Le collège de l’Hadopi fonctionne en sous-effectif depuis plusieurs mois. Le gouvernement fait la sourde oreille aux appels de la haute autorité qui estime que cette situation crée une « instabilité juridique ».

L’Hadopi s’inquiète. Depuis décembre 2013, le collège de l’Hadopi tourne à effectif réduit. Ce collège, qui doit se composer de neuf membres, tourne depuis cette époque avec seulement cinq personnes. Si cela ne change rien pour les affaires courantes puisque le quorum est respecté, le collège ne peut voter certaines décisions stratégiques. La situation est un peu comparable à celle de la Belgique lorsqu’elle fonctionnait sans pouvoir exécutif.
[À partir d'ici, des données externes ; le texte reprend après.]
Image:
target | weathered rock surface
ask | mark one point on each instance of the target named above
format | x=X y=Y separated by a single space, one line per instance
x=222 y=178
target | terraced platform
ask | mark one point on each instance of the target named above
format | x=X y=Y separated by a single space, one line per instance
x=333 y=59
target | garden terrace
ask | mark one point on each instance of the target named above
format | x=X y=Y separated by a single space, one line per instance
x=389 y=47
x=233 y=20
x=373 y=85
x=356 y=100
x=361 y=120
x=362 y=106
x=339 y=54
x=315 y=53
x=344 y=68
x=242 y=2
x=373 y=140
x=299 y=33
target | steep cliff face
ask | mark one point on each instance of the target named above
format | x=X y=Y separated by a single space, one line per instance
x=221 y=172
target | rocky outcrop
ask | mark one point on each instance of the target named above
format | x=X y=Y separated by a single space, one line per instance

Malgré les promesses du gouvernement sur la nomination imminente de ces trois personnes, qui doit se faire par un décret du premier ministre, c’est silence radio du côté du gouvernement. S’agit-il d’un blocage délibéré ? Et, si c’est le cas, s’où provient-il ? De Matignon, du ministère de la Culture ou de Bercy ? Personne n’a la réponse ou ne se risque à évoquer une piste.

Après avoir été plutôt discrète sur le sujet, la haute autorité a décidé de rendre publique cette situation. Fin avril, Marie-Françoise Marais, présidente de la Hadopi, a officiellement alerté Manuel Valls, premier ministre, sur « l’urgence de remédier à cette situation. » Pas de réponse.
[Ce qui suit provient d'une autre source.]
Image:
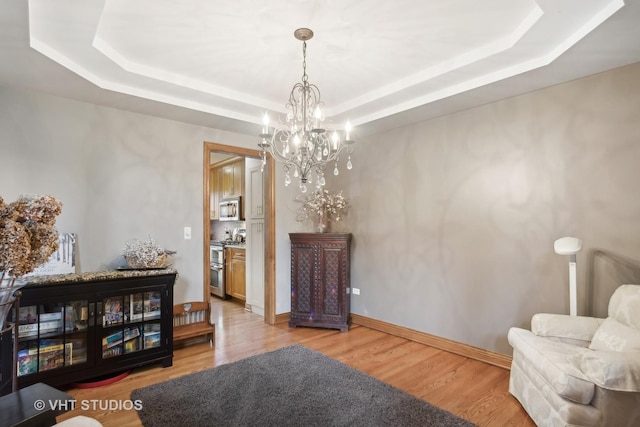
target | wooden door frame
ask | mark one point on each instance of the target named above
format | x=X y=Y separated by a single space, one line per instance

Hier, 4 juin, soit 5 mois après l’expiration des mandats, le collège s’est réuni en séance. Ses membres, habituellement réservés, ont à leur tour « sollicité solennellement le premier ministre pour que cette nomination intervienne désormais sans délai. » Seront-ils entendus ? 
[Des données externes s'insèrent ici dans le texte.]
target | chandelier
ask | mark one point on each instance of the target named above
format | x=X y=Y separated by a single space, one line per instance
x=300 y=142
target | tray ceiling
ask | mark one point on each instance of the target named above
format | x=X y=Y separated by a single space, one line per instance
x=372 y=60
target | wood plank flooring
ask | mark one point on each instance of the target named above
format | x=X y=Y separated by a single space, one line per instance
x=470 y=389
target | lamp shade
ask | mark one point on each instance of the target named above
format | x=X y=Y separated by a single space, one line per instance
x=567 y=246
Pour Mme Marais, « cette inertie crée une situation incompréhensible qui porte atteinte à l’action de l’institution, autorité publique indépendante. » Elle estime qu’elle crée une « instabilité juridique » dont les conséquences sont difficiles à évaluer à court terme.

Les décisions prises aujourd’hui seront-elles légales demain ?

Éric Walter, secrétaire général de l’Hadopi, confirme que cette « instabilité » a des conséquences. Si le quorum de cinq personnes est respecté, on peut se poser des questions sur la légalité des décisions qui seront votées à cinq au lieu de neuf. « Un certain nombre de décisions doivent être prises à la majorité, nous signale Éric Walter. Le collège valide entre autres les passations supérieures à 100 000 euros. Cette incertitude incite le collège à ne pas prendre de décisions stratégiques. De toute évidence, notre fonctionnement souffre de ce ralentissement. »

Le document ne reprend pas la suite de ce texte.